Can Works In the Public Domain be Re-Copyrighted? The Supreme Court Says YES

It’s like an unspoken, almost sacred concept in copyright law.

It’s the public domain, where cultural creations exist unfettered, without a legal owner (though often, a credited author).  These works are free for re-use, reinterpretation, and sale, and a protected place where orchestra conductors, curators, and preservationists frequently roam.

Or are they?  According to a Supreme Court decision handed down Wednesday, works in the public domain can be copyrighted again, even after decades of lacking any intellectual property protection.  The 6-2 ruling in the case, Golan v. Holder, specifically revolved around disparities in cross-border copyright protections, including those between Europe and the United States.  “Assuming a foreign and domestic author died the same day, their works will [now] enter the public domain simultaneously,” Justice Ruth Ginsburg opined for the majority.  “Prokofiev’s ‘Peter and the Wolf’ could once be performed free of charge [in the US],” while now “the right to perform it must be obtained in the marketplace.”

Which means, some old composer is now on equal footing with some other old composer, which is probably bad news for the ‘cultural footprint’.  “This is the same marketplace, of course, that exists for the music of Prokofiev’s US contemporaries: works of Copland and Bernstein, for example, that enjoy copyright protection, but nevertheless appear regularly in the programs of US concertgoers.”

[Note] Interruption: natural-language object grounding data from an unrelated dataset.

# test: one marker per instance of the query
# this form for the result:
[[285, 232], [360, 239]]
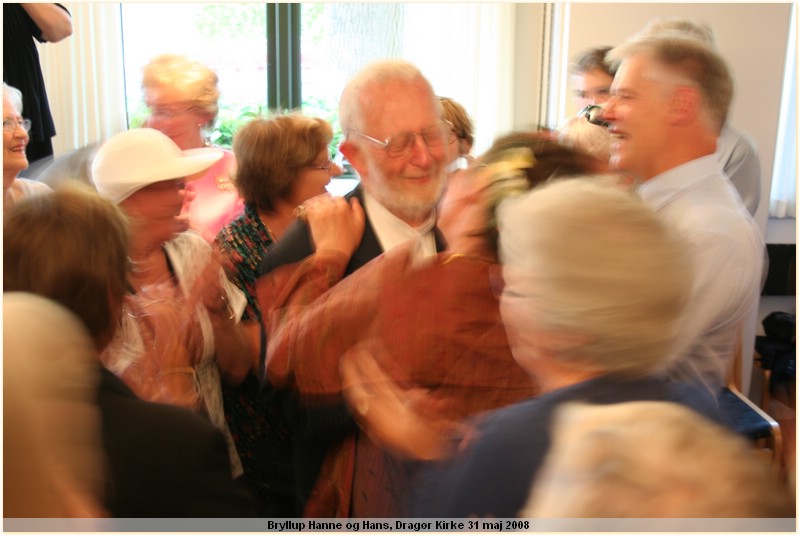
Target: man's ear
[[353, 154], [684, 105]]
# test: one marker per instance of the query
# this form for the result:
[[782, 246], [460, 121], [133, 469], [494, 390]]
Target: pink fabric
[[216, 202], [441, 330]]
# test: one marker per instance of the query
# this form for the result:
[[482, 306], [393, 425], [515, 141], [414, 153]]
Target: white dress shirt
[[741, 164], [698, 200], [391, 231]]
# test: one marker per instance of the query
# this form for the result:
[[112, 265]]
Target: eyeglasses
[[594, 114], [325, 166], [437, 135], [10, 125]]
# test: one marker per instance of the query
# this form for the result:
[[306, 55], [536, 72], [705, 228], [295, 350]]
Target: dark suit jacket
[[316, 428], [164, 461], [295, 245]]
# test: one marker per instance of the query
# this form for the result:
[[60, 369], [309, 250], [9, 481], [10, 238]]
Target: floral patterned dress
[[254, 413]]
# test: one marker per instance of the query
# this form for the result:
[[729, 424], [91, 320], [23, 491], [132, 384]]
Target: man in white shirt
[[735, 150], [670, 101]]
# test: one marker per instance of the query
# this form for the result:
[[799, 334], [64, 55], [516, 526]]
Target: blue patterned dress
[[254, 412]]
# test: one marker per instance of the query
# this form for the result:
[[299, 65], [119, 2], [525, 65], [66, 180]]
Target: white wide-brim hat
[[136, 158]]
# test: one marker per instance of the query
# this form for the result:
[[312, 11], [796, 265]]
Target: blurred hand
[[385, 411], [335, 223]]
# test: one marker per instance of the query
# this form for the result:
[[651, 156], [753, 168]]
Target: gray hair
[[354, 95], [693, 61], [14, 96], [674, 27], [591, 261], [651, 459]]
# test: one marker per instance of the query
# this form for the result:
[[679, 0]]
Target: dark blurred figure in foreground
[[22, 23]]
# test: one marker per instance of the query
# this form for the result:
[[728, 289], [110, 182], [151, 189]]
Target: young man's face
[[637, 113], [591, 87]]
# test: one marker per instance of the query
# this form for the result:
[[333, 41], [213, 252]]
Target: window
[[783, 193], [465, 49]]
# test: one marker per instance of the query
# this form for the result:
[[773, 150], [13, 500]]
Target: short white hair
[[594, 263], [14, 96], [651, 459]]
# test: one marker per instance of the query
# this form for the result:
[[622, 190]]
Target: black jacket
[[164, 461]]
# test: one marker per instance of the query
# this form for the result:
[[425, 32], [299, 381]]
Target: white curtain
[[84, 77], [467, 52], [783, 193]]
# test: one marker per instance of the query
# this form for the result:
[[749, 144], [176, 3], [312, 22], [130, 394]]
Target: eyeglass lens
[[9, 125], [435, 135]]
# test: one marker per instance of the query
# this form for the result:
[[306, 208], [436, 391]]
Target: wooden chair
[[747, 418]]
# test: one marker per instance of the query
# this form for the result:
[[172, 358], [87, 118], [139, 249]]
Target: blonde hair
[[270, 154], [459, 118], [194, 81], [693, 61], [651, 459], [593, 262], [674, 27]]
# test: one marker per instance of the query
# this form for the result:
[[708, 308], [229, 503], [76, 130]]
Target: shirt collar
[[392, 231]]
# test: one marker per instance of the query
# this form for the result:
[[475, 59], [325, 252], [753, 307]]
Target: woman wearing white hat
[[181, 303]]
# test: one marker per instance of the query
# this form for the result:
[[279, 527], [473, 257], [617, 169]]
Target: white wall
[[752, 38]]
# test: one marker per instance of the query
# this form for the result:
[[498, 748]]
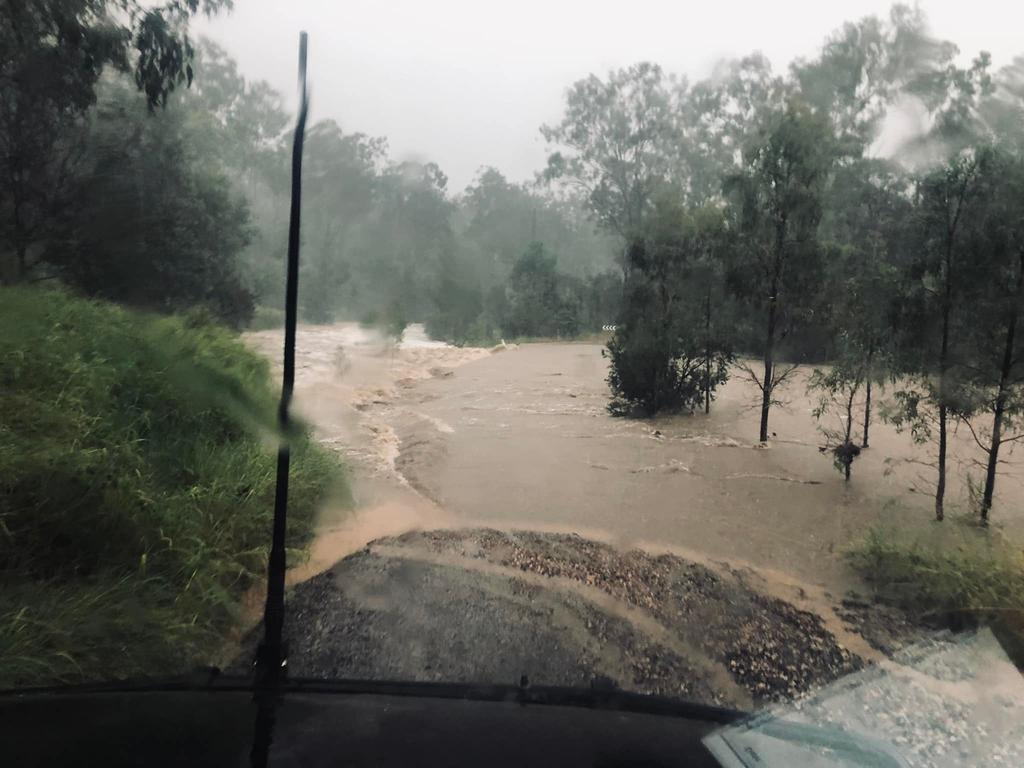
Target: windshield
[[672, 348]]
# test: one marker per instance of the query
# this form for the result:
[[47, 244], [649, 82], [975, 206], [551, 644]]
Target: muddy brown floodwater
[[516, 441]]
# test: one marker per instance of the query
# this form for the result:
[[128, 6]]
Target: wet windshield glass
[[677, 349]]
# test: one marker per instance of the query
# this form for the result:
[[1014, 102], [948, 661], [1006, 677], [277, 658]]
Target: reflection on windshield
[[708, 385]]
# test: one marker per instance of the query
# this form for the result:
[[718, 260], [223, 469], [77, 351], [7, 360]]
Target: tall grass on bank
[[136, 487], [963, 578]]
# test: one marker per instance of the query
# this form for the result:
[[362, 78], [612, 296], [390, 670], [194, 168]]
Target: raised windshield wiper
[[271, 657]]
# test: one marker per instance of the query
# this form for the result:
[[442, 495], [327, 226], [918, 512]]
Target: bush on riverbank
[[136, 487], [964, 579]]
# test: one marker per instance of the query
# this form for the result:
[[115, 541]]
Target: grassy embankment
[[136, 488], [952, 574]]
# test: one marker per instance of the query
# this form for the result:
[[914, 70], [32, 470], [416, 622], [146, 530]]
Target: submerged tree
[[995, 341], [666, 354], [778, 197], [837, 388], [613, 144], [935, 315]]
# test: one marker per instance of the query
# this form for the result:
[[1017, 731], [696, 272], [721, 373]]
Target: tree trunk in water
[[1000, 400], [767, 383], [766, 389], [708, 353], [940, 487], [993, 456], [867, 414]]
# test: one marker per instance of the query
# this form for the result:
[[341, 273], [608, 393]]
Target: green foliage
[[615, 133], [136, 487], [151, 224], [663, 356], [965, 579], [542, 302], [54, 54]]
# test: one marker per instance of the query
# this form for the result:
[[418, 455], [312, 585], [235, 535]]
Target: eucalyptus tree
[[994, 240], [53, 56], [611, 143], [778, 204]]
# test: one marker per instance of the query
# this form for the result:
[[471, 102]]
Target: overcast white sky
[[467, 83]]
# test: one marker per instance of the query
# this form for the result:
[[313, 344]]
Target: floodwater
[[438, 436]]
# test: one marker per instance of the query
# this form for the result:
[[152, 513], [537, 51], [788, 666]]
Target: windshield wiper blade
[[271, 655]]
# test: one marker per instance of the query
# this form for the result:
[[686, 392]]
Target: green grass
[[136, 487], [953, 574]]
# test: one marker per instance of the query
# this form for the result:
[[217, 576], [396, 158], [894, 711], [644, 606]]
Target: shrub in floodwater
[[136, 486]]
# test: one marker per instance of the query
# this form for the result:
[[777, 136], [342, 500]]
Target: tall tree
[[666, 353], [153, 220], [613, 138], [994, 240], [934, 308], [53, 55], [778, 197]]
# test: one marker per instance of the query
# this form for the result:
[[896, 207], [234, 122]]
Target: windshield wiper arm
[[271, 655]]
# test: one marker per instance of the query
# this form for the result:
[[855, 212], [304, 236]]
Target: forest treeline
[[788, 216], [177, 197], [794, 217]]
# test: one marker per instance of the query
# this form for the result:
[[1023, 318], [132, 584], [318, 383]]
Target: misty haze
[[675, 351]]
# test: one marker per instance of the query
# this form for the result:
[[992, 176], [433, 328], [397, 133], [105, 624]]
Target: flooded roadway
[[442, 437]]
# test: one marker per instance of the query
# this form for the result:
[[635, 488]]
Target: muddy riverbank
[[506, 525]]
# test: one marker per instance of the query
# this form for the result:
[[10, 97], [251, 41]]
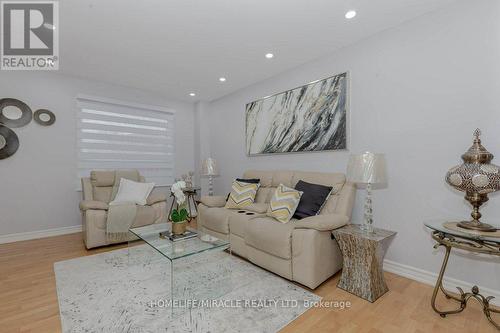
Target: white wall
[[37, 184], [418, 92]]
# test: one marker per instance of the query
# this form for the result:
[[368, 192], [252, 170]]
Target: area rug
[[122, 291]]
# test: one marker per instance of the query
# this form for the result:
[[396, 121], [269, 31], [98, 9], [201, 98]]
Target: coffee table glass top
[[181, 248], [439, 225]]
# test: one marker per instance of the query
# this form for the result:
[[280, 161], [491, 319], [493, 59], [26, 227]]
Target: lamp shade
[[209, 167], [367, 168]]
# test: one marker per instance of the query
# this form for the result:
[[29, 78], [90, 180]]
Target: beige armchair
[[97, 192]]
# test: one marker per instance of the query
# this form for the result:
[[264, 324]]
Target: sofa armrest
[[324, 222], [155, 197], [93, 204], [213, 201]]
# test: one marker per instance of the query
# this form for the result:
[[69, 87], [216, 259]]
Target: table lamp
[[367, 169], [209, 169]]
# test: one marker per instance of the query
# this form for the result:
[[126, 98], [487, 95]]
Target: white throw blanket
[[122, 215]]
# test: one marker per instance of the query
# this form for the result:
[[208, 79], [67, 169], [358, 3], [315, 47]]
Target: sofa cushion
[[260, 208], [284, 203], [242, 194], [266, 177], [132, 191], [270, 236], [283, 177], [145, 215], [102, 193], [264, 194], [312, 199], [239, 220], [102, 178], [216, 219], [249, 180]]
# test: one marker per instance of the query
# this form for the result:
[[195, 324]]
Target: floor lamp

But wait: isn’t copyright (and broader intellectual property protection) about encouraging innovation, and protecting new works?  That sacred thought has now been smashed, with the justices challenging the notion that the public domain is some irreversible territory.  But the impact on newer authors, unfortunately, may effectively be nill.  “The statute before us,” Justice Stephen Breyer dissented, “does not encourage anyone to produce a single new work.”

The court prioritized the alignment of US copyright law with international treaties, particularly those codified in the Berne Convention.  But Breyer was worried about the implications of all of this.  “If a school orchestra or other nonprofit organization cannot afford the new charges, so be it,” Breyer continued.  “They will have to do without — aggravating the already serious problem of cultural education in the United States.”